Matthew Grayson was born in Bristol, England in 1965 and had an interest in art from an early age.
After leaving secondary school in 1982, he attended the City of Bath Technical College, where he studied a higher national diploma in technical illustration and art. Matthew Grayson’s first commissions of public house and animal portraits gained popularity during the next 10 years. The first major step in Grayson’s professional career began with his debut publication of a limited edition print run of Castle Combe Village in Wiltshire. He sold all 250 limited edition prints within four months.
Matthew Grayson’s reputation as an artist with a discerning eye for detail and topographical accuracy grew quickly, and in 2005, he produced his recognized masterwork Magnum Opus, which depicts the west front of Wells Cathedral circa 1435.
The painting is comprised of two panels. The main panel, is one the most accurate and detailed artist impression of the west front of the cathedral as it may have appeared in the second quarter of the fifteenth century. The work includes the gold background and the three cardinal virtues—faith , hope and charity hovering above the west front and the lower panel which is comprised of a gradual chant by Gregorio Allegri, written in Latin and old English typeface.
The lower panel is illuminated with the tile patterns which lay on the lady chapel flooring of the cathedral and two flanking angels. One offers the newly built Wells Cathedral (1250) to the people of Wells, and God and the other angel is reading a bible, whilst peering up to the central top of the lower panel, where the holy spirit is hovering.
Magnum Opus was published as a very limited edition lithographic print run in 2002, 2003 and 2005. All three versions including a lined drawing of the west front, the lower panel and the main panel sold out within months of being published. Magnum Opus is viewed online all over the world and is used for reference purposes and research in universities, colleges and institutes globally.
Grayson is a supplying artist to the Bridgeman Art Library in London. He is also a member of the Fine Art Trade Guild. His art is housed in national art collections and museums as well as English Heritage, Hyperion Records, the National Trust and National Health Service.
Grayson completed a commission of HMS Victory in No. 2 dry dock Portsmouth. This work depicts the Victory as it would have appeared at the time of Trafalgar, in its true period colors. Matthew’s painstaking and time-consuming technique is based on old masters’ artistic rules of stretching the perspective of the chosen subject whilst greatly improving the composition’s ambiance by constructing complex geometrical line construction overlays.

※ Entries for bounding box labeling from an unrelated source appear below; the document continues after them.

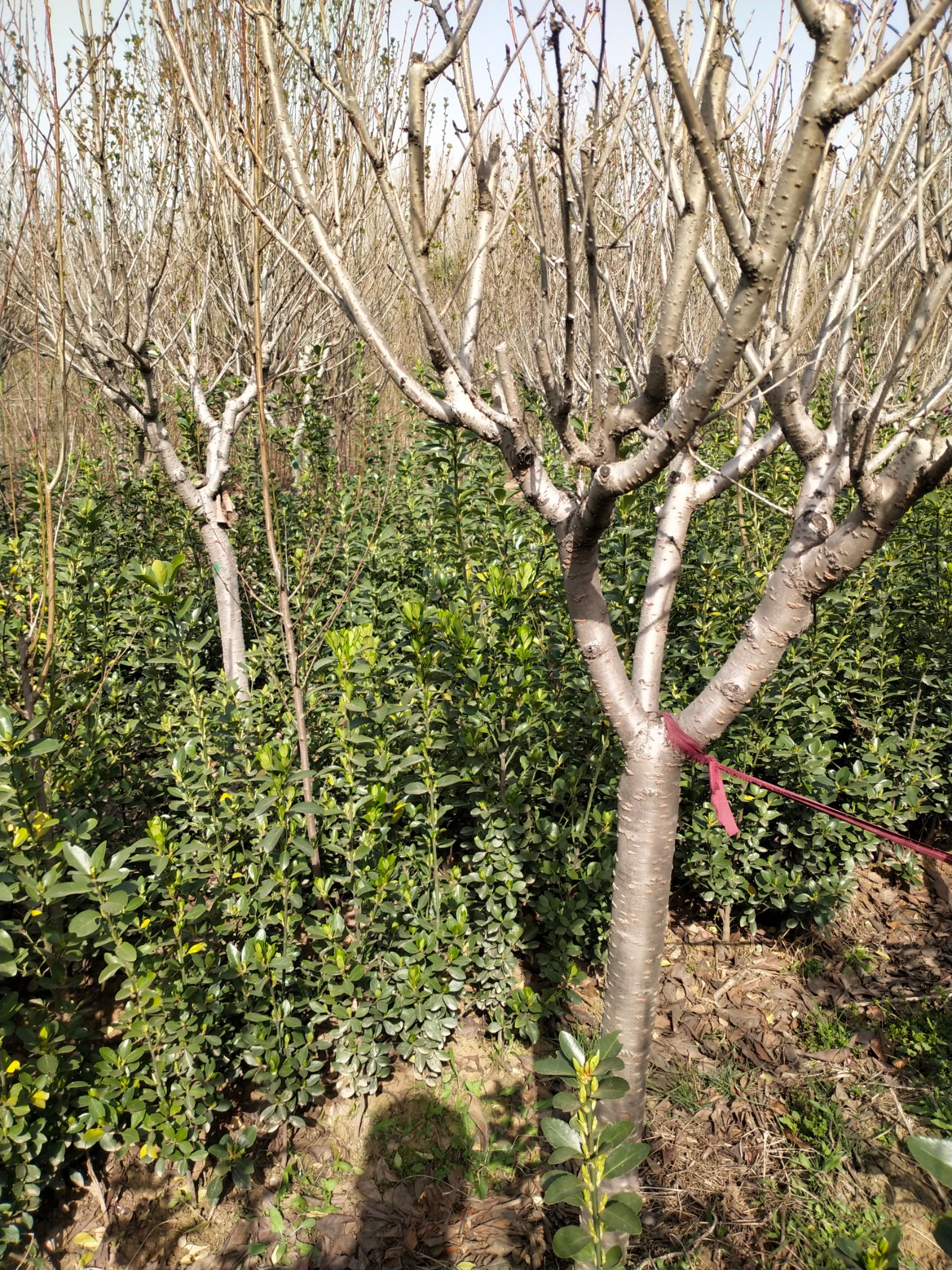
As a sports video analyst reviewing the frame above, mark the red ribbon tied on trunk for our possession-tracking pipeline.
[661,714,952,864]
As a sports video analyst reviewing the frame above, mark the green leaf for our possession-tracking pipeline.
[882,1225,902,1252]
[906,1136,952,1186]
[933,1217,952,1257]
[559,1032,585,1067]
[602,1200,641,1234]
[552,1090,581,1111]
[552,1225,594,1261]
[603,1142,651,1181]
[534,1058,575,1075]
[62,842,93,874]
[236,1124,258,1150]
[598,1120,635,1150]
[542,1116,581,1153]
[544,1174,585,1208]
[70,908,99,940]
[596,1075,628,1101]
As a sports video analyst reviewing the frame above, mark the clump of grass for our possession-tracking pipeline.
[764,1190,894,1270]
[778,1082,856,1172]
[371,1092,473,1181]
[843,944,876,974]
[800,1006,858,1054]
[880,991,952,1090]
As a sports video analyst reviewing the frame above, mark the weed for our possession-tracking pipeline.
[764,1192,892,1270]
[660,1067,703,1115]
[843,944,876,974]
[906,1094,952,1137]
[707,1058,748,1099]
[800,1007,857,1054]
[880,989,952,1089]
[371,1091,473,1181]
[777,1083,856,1174]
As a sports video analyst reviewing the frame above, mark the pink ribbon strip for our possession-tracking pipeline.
[661,714,952,864]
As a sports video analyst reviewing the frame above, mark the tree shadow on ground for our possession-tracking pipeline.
[313,1067,544,1270]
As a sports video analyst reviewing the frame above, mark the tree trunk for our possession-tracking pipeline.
[602,718,680,1138]
[202,525,250,701]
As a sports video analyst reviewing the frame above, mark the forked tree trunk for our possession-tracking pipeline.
[602,719,680,1138]
[202,525,250,701]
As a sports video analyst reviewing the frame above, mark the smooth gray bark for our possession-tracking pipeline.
[602,719,680,1137]
[201,525,250,700]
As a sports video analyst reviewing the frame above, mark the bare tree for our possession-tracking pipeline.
[4,4,340,701]
[170,0,952,1198]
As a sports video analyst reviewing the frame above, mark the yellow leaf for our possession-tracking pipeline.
[72,1231,103,1252]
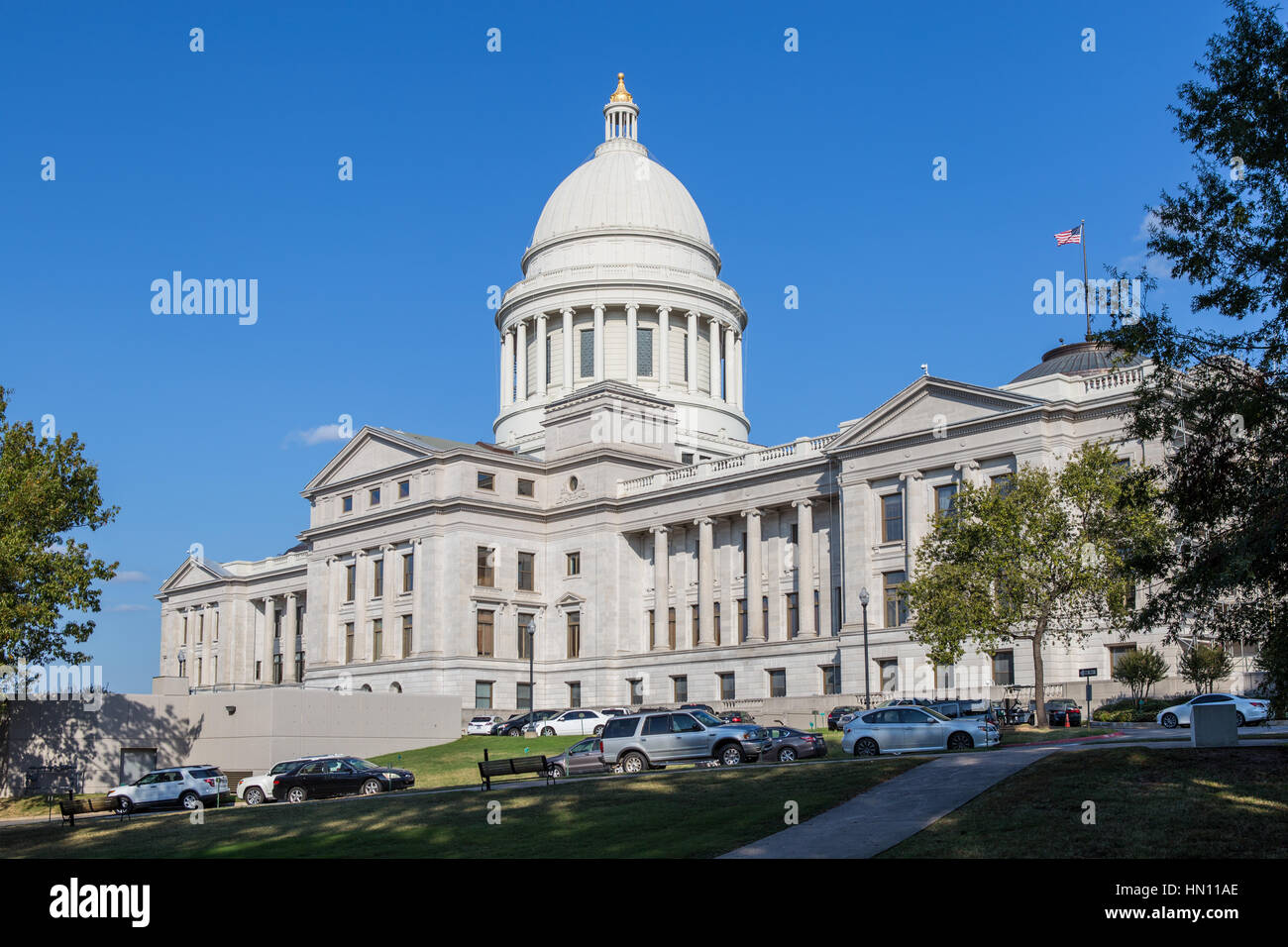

Recently, Matthew has been commissioned to draw and paint seven birds of prey for the Natural History Museum London, plus various other natural history subjects, over a ten-year period. Concurrently, Matthew is in the process of drawing a highly detailed mathematical line drawing study of Saint Mark’s Square in Venice which will be produced in a limited edition lithographic print during the next couple of years.